Shady's angel

Good girl Dido shared the mike with rap's bad boy, then spread her wings without him.

DIDO, TRAVIS

Key Arena, 628-0888, $30 7:30 p.m. Mon., June 11

BONO AND SINATRA, Bowie and Bing, Plant and Puffy—odd-couple musical pairings are nothing new. But while most such collaborations are consigned quickly to the pop-culture curio box, one in particular transcended its novelty roots, eventually capturing the national zeitgeist and becoming a bona fide phenomenon. Before the Grammys, the protests, and the Elton duet, fate brought together one Ms. Dido Armstrong, a demure British folk songstress, and the sociopathic Detroit rapper known alternately as Eminem, Slim Shady, Marshall Mathers III, and, well, Satan in Adidas Track Pants. On Em's disturbing obsessed-fan paean "Stan," the hip-hop Beelzebub borrowed Dido's sweet, pensive vocals from her love song "Thank You" (later a top 10 hit on its own) to augment his staccato, expletive-laced delivery, and the two somehow came together like peanut butter and chocolate, a post-millennial Bogie and Bacall. While her No Angel had been selling a respectable number of copies for months, the unlikely alliance became, as they say, Dido's Big Break. Now, the woman who once played to a tiny if appreciative crowd at a now-defunct Capitol Hill venue is poised, more than two years on—and without having released a single new song to the public—to take on the Key Arena as a headliner. It's been quite a ride.

"There are certain things I'm sick of and certain things I'm not sick of yet," the singer admits from her bed in London (she's sport enough to squeeze in a late-night chat). "I'm not sick of singing, obviously, or doing actual shows, but the endless traveling I could do without. I've definitely grown with the venues, if you know what I mean. I've learned more each time I've toured, and now being on the road two and a half years. . . . You learn how to make the venue seem smaller than it is." Of course, she hasn't gone completely from zero to 60 on the musical front; brother Rollo, of the successful British trip-hop act Faithless, did let his kid sister worm her way into the studio and onstage, a collaboration that eventually led to a solo deal with Arista Records. Her atmospheric, electronic-tinged folk seemed just the thing for waning Lilith fairies, and the inclusion of the airy "Here With Me" as the theme to intergalactic teen drama Roswell soon followed. But while Paula Cole and her ilk have (some say thankfully) languished, Dido thrives.

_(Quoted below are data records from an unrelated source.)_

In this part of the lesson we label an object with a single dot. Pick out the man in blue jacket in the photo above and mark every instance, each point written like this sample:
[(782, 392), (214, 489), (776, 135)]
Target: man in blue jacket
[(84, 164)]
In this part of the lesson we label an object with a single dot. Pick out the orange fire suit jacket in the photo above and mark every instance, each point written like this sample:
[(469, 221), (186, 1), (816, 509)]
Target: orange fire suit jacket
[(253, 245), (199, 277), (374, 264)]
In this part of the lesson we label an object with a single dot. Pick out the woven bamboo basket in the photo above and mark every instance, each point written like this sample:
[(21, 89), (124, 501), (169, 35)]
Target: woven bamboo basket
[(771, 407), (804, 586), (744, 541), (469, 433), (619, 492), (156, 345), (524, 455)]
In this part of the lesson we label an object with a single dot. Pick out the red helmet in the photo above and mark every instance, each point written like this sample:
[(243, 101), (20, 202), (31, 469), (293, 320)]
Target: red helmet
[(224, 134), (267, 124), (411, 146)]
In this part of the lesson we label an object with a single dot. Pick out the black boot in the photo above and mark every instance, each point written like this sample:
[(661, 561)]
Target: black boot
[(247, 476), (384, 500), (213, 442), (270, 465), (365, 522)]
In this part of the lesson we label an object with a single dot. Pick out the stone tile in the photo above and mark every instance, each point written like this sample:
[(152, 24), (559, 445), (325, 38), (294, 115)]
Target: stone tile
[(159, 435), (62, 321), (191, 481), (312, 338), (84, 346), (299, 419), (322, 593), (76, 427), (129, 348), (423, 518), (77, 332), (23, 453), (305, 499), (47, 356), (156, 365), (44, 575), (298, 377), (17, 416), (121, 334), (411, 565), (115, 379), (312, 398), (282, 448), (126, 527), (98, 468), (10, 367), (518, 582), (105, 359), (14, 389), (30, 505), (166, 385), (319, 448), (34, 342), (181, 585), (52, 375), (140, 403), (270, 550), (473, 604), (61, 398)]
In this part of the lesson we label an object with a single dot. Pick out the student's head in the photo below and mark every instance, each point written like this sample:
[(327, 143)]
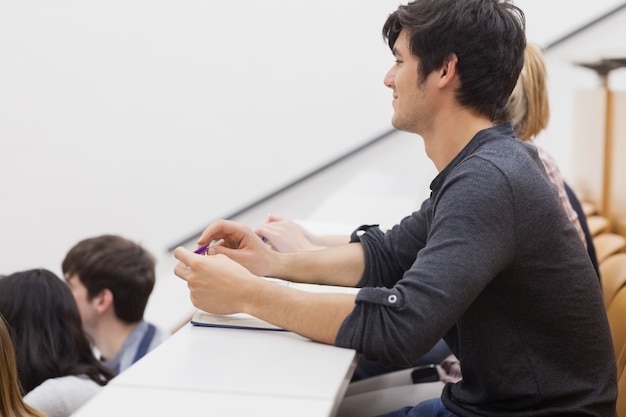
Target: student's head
[(110, 268), (487, 37), (11, 403), (528, 108), (46, 329)]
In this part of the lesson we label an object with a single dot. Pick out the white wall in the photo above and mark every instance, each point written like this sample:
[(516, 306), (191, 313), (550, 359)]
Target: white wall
[(149, 118)]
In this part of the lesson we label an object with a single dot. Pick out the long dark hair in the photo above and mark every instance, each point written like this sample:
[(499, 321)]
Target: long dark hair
[(46, 329)]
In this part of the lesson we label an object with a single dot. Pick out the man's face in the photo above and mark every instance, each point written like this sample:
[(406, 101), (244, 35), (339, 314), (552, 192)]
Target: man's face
[(409, 97), (85, 306)]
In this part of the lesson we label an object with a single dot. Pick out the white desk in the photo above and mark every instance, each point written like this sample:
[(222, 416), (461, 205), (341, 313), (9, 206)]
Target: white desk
[(235, 372)]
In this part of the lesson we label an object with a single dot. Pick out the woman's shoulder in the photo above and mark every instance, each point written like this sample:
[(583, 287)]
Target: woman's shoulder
[(63, 395)]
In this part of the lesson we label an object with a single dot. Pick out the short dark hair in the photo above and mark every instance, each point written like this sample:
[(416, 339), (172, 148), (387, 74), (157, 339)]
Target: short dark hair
[(46, 329), (117, 264), (487, 36)]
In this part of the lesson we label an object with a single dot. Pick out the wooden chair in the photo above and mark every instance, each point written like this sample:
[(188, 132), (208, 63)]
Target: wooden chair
[(597, 224), (607, 244), (616, 313), (613, 275), (621, 383), (589, 208)]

The former literary agent and lawyer-in-training now spends the majority of her time living the rock star's nomadic touring life, far from London and the barrister boyfriend to whom the unashamedly squishy "Thank You" is dedicated. She has, however, found a few friendly boys to keep her company; huggable Brit-poppers Travis are joining her for a run of U.S. shows. "I can't wait," enthuses the singer. "It was my idea [to tour with them]; they're like my favorite band. I know they're different from what I do, but I think it complements it, and most of my fans absolutely love Travis."

"They're such sweet guys," she continues, "and I was sort of blown away by how nice they are. But they've also just got the same mentality, which is that it's all about music and having a lovely evening and being friendly and enjoying the moment, really." A sentiment, we're sure, that the Real Slim Shady would stand up and share.